(Reuters) - A member of punk band Pussy Riot was freed on appeal on Wednesday but a Moscow court upheld prison sentences for two others imposed over a raucous cathedral protest against Vladimir Putin, who said they had got the jail terms they deserved.

Yekaterina Samutsevich walked free from Moscow City Court after six months behind bars but the appeal judge who suspended her two-year sentence said fellow band members Nadezhda Tolokonnikova and Maria Alyokhina should serve out their terms.

"I have mixed feelings," Samutsevich, 30, said outside the court, where she was greeted by applause and whistles from a crowd of about 150 people in the rain. "I'm happy, of course, but I am upset about the girls."

Her lawyer told the court that Samutsevich had not performed the 'punk protest' near the altar of Moscow's Christ the Saviour Cathedral in February because she had been stopped and led away before it took place.

Samutsevich's father Stanislav said he would take his daughter away for a time to rest but that when she returned to Moscow "she will fight for the rest of the girls."

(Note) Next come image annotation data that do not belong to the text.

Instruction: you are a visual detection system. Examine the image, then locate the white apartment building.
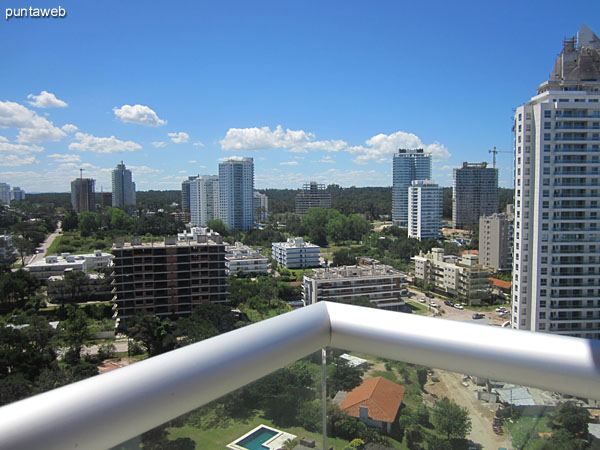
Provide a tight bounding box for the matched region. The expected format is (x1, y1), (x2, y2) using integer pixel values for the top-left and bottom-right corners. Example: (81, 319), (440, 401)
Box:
(302, 264), (408, 311)
(187, 175), (220, 227)
(25, 250), (114, 280)
(219, 158), (254, 230)
(512, 25), (600, 339)
(271, 237), (321, 269)
(479, 214), (514, 272)
(392, 148), (431, 227)
(225, 242), (269, 275)
(254, 191), (269, 222)
(408, 180), (443, 240)
(412, 248), (491, 305)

Defense lawyers, relatives of the women and rights activists including the chairman of Putin's own presidential human rights council, Mikhail Fedotov, criticized the split ruling.

"All three of those convicted in this case could certainly be given suspended sentences and that would be right," Fedotov said, according to Interfax news agency.

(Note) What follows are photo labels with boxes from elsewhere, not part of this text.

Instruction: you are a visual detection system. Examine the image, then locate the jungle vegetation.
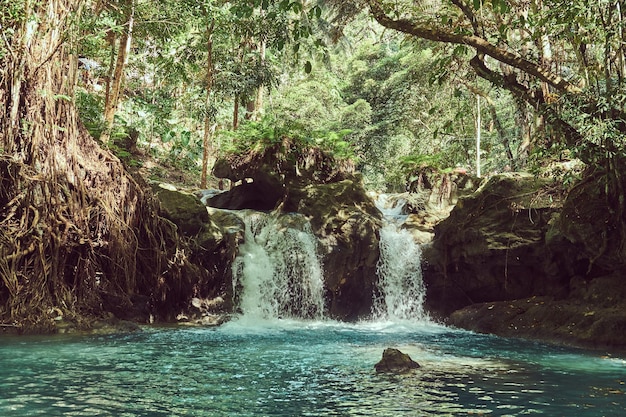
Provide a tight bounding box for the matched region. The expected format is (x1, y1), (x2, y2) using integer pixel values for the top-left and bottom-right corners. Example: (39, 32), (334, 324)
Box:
(0, 0), (626, 327)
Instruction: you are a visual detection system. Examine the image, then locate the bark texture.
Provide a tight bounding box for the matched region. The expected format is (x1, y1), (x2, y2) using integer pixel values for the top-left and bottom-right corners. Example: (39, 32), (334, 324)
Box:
(0, 0), (207, 331)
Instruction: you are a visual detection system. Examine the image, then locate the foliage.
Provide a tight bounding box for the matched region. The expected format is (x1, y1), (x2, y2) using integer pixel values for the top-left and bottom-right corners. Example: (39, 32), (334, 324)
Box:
(220, 116), (356, 160)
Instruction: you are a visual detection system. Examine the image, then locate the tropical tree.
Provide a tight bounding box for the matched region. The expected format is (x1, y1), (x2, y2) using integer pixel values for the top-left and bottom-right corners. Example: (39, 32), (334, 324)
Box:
(0, 0), (202, 329)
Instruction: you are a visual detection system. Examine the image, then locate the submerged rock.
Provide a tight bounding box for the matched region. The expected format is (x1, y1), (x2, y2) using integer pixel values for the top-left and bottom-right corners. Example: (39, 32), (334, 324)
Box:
(374, 348), (420, 373)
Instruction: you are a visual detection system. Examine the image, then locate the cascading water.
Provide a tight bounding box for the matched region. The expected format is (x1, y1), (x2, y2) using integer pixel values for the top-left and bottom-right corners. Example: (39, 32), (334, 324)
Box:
(373, 194), (428, 320)
(233, 212), (324, 319)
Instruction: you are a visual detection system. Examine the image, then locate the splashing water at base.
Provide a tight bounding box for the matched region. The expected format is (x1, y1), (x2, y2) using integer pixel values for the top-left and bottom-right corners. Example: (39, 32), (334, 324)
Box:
(233, 212), (324, 319)
(374, 224), (426, 320)
(373, 194), (428, 321)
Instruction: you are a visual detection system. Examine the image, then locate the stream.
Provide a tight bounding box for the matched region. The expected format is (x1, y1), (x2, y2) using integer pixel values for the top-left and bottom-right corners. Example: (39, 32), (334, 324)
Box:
(0, 197), (626, 417)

In emotional statements from a courtroom cage during the appeal hearing, women from the band said they had not meant to offend the faithful but criticized Putin, who foes say has cracked down on dissent since starting a new Kremlin term in May.

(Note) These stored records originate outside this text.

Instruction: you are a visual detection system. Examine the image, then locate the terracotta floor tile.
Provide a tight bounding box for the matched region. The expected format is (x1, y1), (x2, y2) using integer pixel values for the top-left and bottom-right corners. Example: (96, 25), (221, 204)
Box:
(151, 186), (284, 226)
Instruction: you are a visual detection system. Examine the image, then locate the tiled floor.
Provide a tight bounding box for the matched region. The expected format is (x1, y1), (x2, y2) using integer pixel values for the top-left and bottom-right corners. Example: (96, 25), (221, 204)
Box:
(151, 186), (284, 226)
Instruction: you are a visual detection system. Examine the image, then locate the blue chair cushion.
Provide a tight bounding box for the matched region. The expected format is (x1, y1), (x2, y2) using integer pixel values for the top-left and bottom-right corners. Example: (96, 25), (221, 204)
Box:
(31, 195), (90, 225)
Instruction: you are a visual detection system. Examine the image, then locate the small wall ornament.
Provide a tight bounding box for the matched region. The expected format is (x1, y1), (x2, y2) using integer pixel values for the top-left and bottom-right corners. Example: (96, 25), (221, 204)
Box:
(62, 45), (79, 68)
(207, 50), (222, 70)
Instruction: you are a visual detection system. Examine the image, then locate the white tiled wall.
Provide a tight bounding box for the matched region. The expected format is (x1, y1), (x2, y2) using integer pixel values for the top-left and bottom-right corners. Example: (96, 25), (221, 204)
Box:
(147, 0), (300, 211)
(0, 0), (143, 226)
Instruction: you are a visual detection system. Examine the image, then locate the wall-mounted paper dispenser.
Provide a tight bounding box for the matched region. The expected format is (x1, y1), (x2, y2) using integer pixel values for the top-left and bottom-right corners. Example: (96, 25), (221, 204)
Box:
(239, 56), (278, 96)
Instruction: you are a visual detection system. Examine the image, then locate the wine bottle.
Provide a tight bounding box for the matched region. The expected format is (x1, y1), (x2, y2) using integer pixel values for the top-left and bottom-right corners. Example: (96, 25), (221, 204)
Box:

"We'll be going to a prison colony while civil war is brewing in this country. Putin is doing everything to make this happen." Tolokonnikova said, raising her voice to drown out a judge who interrupted when she mentioned the president's name. "He is setting people against each other."

Tolokonnikova, 22, Alyokhina, 24, and Samutsevich, 30, were convicted in August of hooliganism motivated by religious hatred for a "punk prayer" imploring the Virgin Mary to rid Russia of Putin, and sentenced to two years in jail.